Blog

Swansea and beyond......

Posted by: Gareth Dean 6 years, 6 months ago

Swansea does not, and did not, stand in isolation. It is connected to its hinterland through roads and streets and the uses people made of their urban as well as rural spaces. Part of the recent mapping work has been to try and recreate the area around Swansea prior to the significant changes of the late eighteenth and nineteenth century associated around the historic core of Swansea with the construction of new streets houses and industrial development. To recreate the area around Swansea as shown in the image above, many different maps and documentary sources have been used to try and peel away these additions. It has been a challenging task, but has revealed something of the process of redevelopment. Ide.jpgying older fields has been based on documentary references alongside the cartographic sources to consider the form of the field boundaries. The more irregular the boundaries are, following the contours of the land or perhaps reflecting past farming practice, suggest they are old. The more regular the boundaries, the later they may be, and often relate to the process known as enclosure, which results in regular sized and shaped fields. By overlaying the different map sources it is possible to see how in some areas these fields influenced the form and shape of the new streets and building plots as they preserve the earlier boundaries reflecting  piecemeal development as land was made available.
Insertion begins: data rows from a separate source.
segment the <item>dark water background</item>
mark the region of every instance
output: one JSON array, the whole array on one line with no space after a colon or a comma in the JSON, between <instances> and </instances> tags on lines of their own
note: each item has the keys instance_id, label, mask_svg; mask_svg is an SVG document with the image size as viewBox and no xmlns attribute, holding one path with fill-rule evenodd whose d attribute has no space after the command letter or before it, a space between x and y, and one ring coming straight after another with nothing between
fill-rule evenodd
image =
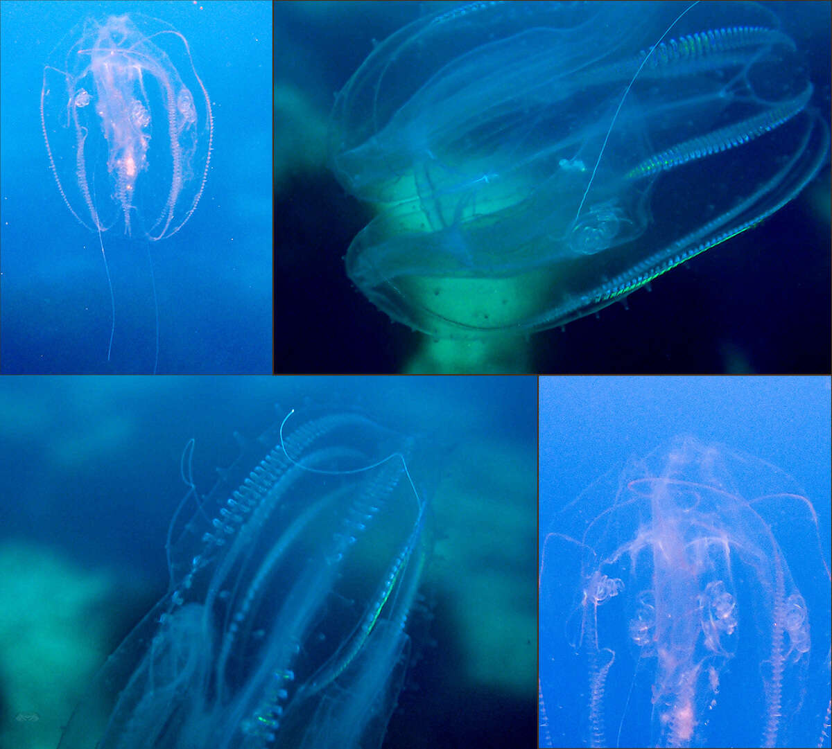
<instances>
[{"instance_id":1,"label":"dark water background","mask_svg":"<svg viewBox=\"0 0 832 749\"><path fill-rule=\"evenodd\" d=\"M804 49L813 105L829 120L830 5L763 3ZM436 3L279 2L275 85L302 91L320 126L335 93L373 49ZM396 372L418 334L391 323L352 286L343 257L371 215L326 170L280 150L293 107L275 101L277 372ZM303 118L301 121L306 121ZM291 139L290 139L291 140ZM292 141L294 142L294 141ZM713 175L715 180L719 175ZM538 372L805 372L830 369L829 165L795 201L754 230L657 278L651 292L562 333L532 337ZM322 299L325 299L322 303Z\"/></svg>"},{"instance_id":2,"label":"dark water background","mask_svg":"<svg viewBox=\"0 0 832 749\"><path fill-rule=\"evenodd\" d=\"M240 453L235 432L255 439L307 403L446 446L423 468L436 544L388 746L532 745L536 378L47 377L0 380L0 746L54 747L92 677L79 638L103 633L97 668L166 592L187 441L205 494Z\"/></svg>"}]
</instances>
The growth of industry along the Tawe saw the river realigned in the mid-nineteenth century, and the old river course filled in. Spoil from the creation of the new river channel was dumped around the edges of the bay to create more stable and manageable banks for the developing harbour and new docks were built. Through the use of the cartographic and documentary sources it has been possible to peel back many of these changes and make an informed reconstruction of the roads, fields and the course of the river and the coast to place Swansea in a landscape context. This helps the project in thinking about how people moved around the town, but also out of it to witness the event on Gibbet Hill associated with the hanging of William Cragh.